Some patients didn't understand the commitment required of ARTs and the dangers that existed. Others would be in the later stages of the disease in hospices. “I found solace in the time and space and also in the majestic clouds in Botswana,” he said.
Many of his patients refused to take HIV tests, out of shame or from dangerous, realistic fears. Effective ARTs were available to some by the time he was in Botswana. Some firstline drug regimens consisted of combivir and efavirenz, which some regarded as magical, and the effects against HIV are indeed magical. Abortions were illegal, so HIV-positive women would be forced to find “back alley abortionists.” But through his work, he describes remarkably positive people, with wishes and dreams of their own.
Missed opportunities is a hard thing burden to bear. “We do know in South Africa, for example,” Dr. Baxter said, “the willful indifference of the President Thabo Mbeki in the early part of the century probably cost the lives of 300,000 South Africans. They could have been saved, had South Africa addressed it more directly.”

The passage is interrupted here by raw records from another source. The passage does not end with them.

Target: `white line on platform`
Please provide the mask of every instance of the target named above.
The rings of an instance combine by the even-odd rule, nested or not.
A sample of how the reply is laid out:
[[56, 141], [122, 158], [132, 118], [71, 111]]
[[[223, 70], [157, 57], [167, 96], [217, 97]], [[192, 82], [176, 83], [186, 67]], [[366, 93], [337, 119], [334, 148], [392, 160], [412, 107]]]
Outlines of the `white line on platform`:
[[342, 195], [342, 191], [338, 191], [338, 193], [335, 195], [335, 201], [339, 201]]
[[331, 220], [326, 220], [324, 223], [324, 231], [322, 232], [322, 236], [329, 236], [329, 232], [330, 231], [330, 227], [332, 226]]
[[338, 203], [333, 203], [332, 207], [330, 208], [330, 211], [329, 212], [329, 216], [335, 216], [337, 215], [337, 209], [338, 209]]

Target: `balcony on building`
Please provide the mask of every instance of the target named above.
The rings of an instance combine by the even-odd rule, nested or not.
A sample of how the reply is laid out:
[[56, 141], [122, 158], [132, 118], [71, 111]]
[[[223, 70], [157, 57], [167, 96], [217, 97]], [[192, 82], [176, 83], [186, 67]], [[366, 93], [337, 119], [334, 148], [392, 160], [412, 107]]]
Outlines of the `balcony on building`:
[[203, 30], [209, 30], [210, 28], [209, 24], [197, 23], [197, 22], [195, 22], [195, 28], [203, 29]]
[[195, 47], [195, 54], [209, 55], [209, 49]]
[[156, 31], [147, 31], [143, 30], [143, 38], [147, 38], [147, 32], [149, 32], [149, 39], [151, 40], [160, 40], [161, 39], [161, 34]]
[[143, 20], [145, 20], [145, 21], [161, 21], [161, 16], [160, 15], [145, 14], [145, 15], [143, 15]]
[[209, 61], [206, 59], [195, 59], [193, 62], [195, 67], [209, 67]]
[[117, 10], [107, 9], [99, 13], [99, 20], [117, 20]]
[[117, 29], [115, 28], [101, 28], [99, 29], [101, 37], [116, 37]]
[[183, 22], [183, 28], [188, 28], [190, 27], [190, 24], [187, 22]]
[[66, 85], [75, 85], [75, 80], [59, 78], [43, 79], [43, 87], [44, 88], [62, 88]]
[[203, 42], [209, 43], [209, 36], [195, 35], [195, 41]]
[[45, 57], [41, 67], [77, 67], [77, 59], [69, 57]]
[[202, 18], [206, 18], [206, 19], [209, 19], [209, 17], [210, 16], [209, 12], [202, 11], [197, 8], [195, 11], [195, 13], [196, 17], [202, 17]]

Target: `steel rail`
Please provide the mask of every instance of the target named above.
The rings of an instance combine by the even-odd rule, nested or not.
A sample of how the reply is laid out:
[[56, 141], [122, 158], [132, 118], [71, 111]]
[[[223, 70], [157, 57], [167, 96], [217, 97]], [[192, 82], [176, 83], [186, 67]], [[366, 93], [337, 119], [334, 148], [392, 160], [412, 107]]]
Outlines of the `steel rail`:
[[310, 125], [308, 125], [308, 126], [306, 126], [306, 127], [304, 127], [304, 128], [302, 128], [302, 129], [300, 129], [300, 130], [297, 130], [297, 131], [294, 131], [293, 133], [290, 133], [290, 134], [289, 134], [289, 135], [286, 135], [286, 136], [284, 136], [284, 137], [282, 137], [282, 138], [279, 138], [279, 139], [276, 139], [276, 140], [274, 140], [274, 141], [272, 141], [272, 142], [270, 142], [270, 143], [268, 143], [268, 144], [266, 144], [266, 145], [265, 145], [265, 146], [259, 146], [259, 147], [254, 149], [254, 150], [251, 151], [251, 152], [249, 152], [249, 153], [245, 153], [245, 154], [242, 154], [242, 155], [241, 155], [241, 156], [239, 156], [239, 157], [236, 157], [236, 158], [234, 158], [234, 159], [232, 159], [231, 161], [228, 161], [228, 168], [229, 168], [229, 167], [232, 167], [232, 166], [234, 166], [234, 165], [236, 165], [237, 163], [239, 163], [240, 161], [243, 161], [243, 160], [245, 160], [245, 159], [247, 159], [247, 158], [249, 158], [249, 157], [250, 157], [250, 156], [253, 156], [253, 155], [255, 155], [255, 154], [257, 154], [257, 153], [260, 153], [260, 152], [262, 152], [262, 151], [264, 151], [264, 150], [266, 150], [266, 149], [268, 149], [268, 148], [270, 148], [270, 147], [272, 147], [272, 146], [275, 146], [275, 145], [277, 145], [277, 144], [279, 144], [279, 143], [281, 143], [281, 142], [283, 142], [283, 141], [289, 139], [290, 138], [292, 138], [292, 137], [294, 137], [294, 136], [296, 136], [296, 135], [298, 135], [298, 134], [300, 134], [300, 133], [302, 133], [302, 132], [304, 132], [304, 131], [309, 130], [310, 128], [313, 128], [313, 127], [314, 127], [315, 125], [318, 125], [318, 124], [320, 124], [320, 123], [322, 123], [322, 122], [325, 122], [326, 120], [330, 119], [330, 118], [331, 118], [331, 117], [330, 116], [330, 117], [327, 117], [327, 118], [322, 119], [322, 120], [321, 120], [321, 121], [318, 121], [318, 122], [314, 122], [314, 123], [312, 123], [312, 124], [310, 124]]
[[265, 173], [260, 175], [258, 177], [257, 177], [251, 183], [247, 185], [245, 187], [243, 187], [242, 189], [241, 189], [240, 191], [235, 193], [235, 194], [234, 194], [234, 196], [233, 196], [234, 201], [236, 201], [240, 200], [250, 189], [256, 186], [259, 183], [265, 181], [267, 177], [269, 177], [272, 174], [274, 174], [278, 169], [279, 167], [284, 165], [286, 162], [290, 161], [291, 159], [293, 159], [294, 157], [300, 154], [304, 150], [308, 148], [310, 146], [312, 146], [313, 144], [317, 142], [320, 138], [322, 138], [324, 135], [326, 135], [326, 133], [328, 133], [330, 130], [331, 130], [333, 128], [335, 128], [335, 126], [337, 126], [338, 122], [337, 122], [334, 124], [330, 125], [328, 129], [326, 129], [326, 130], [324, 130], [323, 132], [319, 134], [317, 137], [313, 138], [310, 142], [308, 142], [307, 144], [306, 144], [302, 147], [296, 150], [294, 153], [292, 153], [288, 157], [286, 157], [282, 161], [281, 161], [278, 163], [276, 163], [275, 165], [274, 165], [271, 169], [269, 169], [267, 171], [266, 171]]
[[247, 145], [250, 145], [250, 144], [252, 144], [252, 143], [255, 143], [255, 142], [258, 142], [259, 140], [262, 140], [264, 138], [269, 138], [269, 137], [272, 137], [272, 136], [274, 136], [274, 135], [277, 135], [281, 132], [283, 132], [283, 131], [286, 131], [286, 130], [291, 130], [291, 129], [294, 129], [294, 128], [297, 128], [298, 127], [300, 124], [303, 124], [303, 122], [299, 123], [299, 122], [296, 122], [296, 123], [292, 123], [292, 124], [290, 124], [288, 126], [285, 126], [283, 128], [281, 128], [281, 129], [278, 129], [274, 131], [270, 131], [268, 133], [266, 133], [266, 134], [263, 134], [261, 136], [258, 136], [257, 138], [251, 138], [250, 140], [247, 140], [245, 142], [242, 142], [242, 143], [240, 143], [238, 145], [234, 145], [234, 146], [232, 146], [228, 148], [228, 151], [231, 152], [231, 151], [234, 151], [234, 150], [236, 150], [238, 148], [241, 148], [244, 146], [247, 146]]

Dr. Baxter experienced a lot of avoidable problems in Africa. “Hatred, indifference and simply not caring have resulted in suffering,” he said. “And the suffering, as you may know, is not just physical, but [psychological] as well.”
Baxter is also author of The Least of my Brethren: A Doctor's Story of Hope and Miracles on an Inner-City AIDS Ward, an acclaimed book. In it, he describes the 17-bed AIDS ward at the Spellman Center for HIV Related Diseases at Saint Clares Hospital in Manhattan, with every sort of HIV victim you could imagine. “As you know, back in the late 1970s and early ‘80s, the gay community was in a state of terror because coming down with HIV back then meant you were gay, used drugs or both,” he explained. “I’ve always believe that history always gets it right in the long term. The history until the early 1980’s show that tens of thousands of lives were lost because people were afraid to come forward and be tested—and they didn’t because of the stigma and fear. [It’s difficult] to estimate the number of lives lost from the ignorance, hatred, and intolerance that HIV had back then.”
Thankfully, people living with HIV nowadays usually don't have to endure the horrors of the past with highly effective therapies with generally minimal toxicity and side effects. “There’s an awful lot of research being done in terms of finding a functional cure,” he said, “where people can be taken off of ARTs and perhaps even a cure itself. I don’t at this point, see some kind of Andromeda strain of a highly resistant HIV that drugs don’t treat. Not just in terms of treatment, but also in terms of prevention.”
Dr. Baxter's experiences in Botswana led him to return in 2013 to lecture.